英NMAが報道の重要性訴えるキャンペーン実施
英国新聞界は10月31日から11月6日まで、信頼できる報道の社会的重要性を訴求するキャンペーンを実施した。キャンペーン週間は「ジャーナリズムは重要だ」(Journalism Matters)と銘打ち、従来の「地方紙週間」に代わり英ニュースメディア協会(NMA)が2019年から毎年実施している。20年以降は秋に取り組んでいる。
トラス政権の発足に伴い文化相に就任したミシェル・ドネラン氏はキャンペーンに当たり「私はジャーナリズムの擁護者になる」と題する各紙掲載用の文章を寄せた。メディア産業がデジタル時代に繁栄することを保証するのが喫緊の課題だとした。
トネラン文化相寄稿
https://newsmediauk.org/wp-content/uploads/2022/10/Journalism-Matters-Culture-Secretary-Op-Ed.pdf
最大野党・労働党のキア・スターマー党首もキャンペーン週間向けに寄稿した。プラットフォーム事業者と報道機関の間の公平な競争条件を整える政府の対応が遅れていると指摘。ジャーナリズムの持続可能性は脅かされているとした。労働党はプラットフォーム事業者に記事使用の対価を負担させ、報道機関に対しデータと記事に関する大きな支配権を持たせることを支持すると述べた。
スターマー氏寄稿
https://newsmediauk.org/wp-content/uploads/2022/10/Journalism-Matters-Sir-Keir-Starmer-Op-Ed.pdf
ウクライナの独立発行者協会の代表は、同国メディアの直面する課題をキャンペーン向けの寄稿に記した。記者の多くは防空壕の中で仕事を続けており、電気の供給だけでなくインターネットがつながらないこともままあると苦境を吐露。戦争犯罪を世界に報じることと、ウクライナの素晴らしい人々について伝えることへの意欲は旺盛だとした。
ウクライナの独立発行者協会の代表寄稿
https://newsmediauk.org/wp-content/uploads/2022/11/Journalism-Matters-Oksana-Brovko-Op-Ed.pdf
キャンペーンの一環として、全国紙と地方紙のキャンペーン報道に読者が投票する顕彰活動もある。今年は大衆紙サンと地方紙エクスプレス・アンド・スター(ウエストミッドランド)が栄誉に輝いた。
サンのキャンペーンは、障害を抱えた子供を持つ家庭のうち必要な支援を受けているのは4%にとどまるとの統計を端緒とする。必要な支援を受けるために苦闘する親の声を伝えた。
https://newsmediauk.org/blog/case-studies/give-it-back/
エクスプレス・アンド・スターはフードバンクと連携し、クリスマス前に食料の在庫を増やすよう取り組んだ。

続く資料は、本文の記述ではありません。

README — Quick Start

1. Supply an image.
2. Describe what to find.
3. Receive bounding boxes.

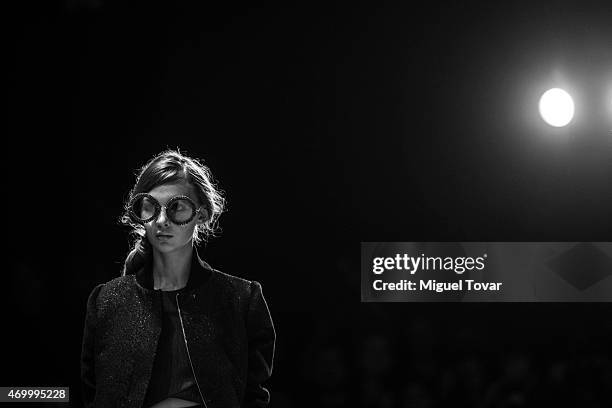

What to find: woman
[81,150,275,408]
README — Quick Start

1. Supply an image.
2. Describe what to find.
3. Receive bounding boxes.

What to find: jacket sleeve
[245,281,276,408]
[81,284,104,408]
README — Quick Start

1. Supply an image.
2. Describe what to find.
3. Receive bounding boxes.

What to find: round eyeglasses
[129,193,200,225]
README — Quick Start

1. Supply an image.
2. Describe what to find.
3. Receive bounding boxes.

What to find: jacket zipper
[176,293,208,408]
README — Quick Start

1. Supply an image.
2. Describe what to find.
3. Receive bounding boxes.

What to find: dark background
[0,0,612,407]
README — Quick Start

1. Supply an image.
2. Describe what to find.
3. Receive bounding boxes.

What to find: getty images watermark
[361,242,612,302]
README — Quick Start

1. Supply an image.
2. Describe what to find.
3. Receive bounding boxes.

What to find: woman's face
[145,183,206,253]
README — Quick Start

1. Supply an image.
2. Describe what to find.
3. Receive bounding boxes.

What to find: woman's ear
[197,207,209,224]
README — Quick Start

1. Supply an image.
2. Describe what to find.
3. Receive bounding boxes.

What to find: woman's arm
[81,284,104,408]
[245,281,276,408]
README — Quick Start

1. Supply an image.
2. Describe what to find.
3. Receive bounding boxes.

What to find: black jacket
[81,249,276,408]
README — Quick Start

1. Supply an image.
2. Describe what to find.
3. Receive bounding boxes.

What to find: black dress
[143,288,202,407]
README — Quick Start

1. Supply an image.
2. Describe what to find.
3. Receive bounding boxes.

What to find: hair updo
[120,150,225,275]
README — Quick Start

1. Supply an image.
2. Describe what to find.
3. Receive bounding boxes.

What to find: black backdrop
[1,0,612,407]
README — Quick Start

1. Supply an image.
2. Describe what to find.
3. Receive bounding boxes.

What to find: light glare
[540,88,574,127]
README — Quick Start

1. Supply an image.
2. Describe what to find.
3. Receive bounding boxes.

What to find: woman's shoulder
[211,268,261,296]
[89,275,135,298]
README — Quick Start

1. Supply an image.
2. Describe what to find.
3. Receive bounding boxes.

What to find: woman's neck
[153,245,193,290]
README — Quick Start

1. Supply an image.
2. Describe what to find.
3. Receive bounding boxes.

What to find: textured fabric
[81,250,276,408]
[144,288,202,407]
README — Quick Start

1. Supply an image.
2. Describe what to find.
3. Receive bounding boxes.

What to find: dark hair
[120,149,225,275]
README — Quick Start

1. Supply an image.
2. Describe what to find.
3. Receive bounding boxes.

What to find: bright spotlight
[540,88,574,127]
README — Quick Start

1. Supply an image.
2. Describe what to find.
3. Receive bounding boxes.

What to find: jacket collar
[135,246,213,292]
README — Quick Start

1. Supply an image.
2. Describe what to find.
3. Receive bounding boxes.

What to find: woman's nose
[156,207,168,225]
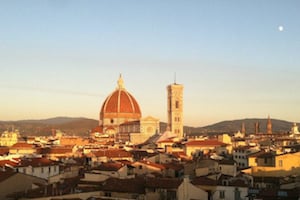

この取り組みは毎年、シュロップシャーの地元紙とともに実施している。寄付が大幅に増え、地方紙のブランド力を示したと評価された。
https://newsmediauk.org/blog/case-studies/the-feed-a-family/
他紙のキャンペーン報道は以下で紹介されている。
https://newsmediauk.org/making-a-difference/
英全国紙が組織するマーケティング団体ニューズワークスが11月3日に発表した世論調査によると、英国民の62%は生活費の高騰を巡る報道で記者は重要な役割を果たしていると考えている。36%は危機が始まった時よりも記者の役割の重要性は大きくなっていると答えた。
この困難な時代を切り抜けるのに役立つ記者の役割としては、「光が当たることのない重要問題の提起」「読者の決断に資するような情報・助言の提供」「複雑な政策の日常生活への意味の解説」などが挙げられた。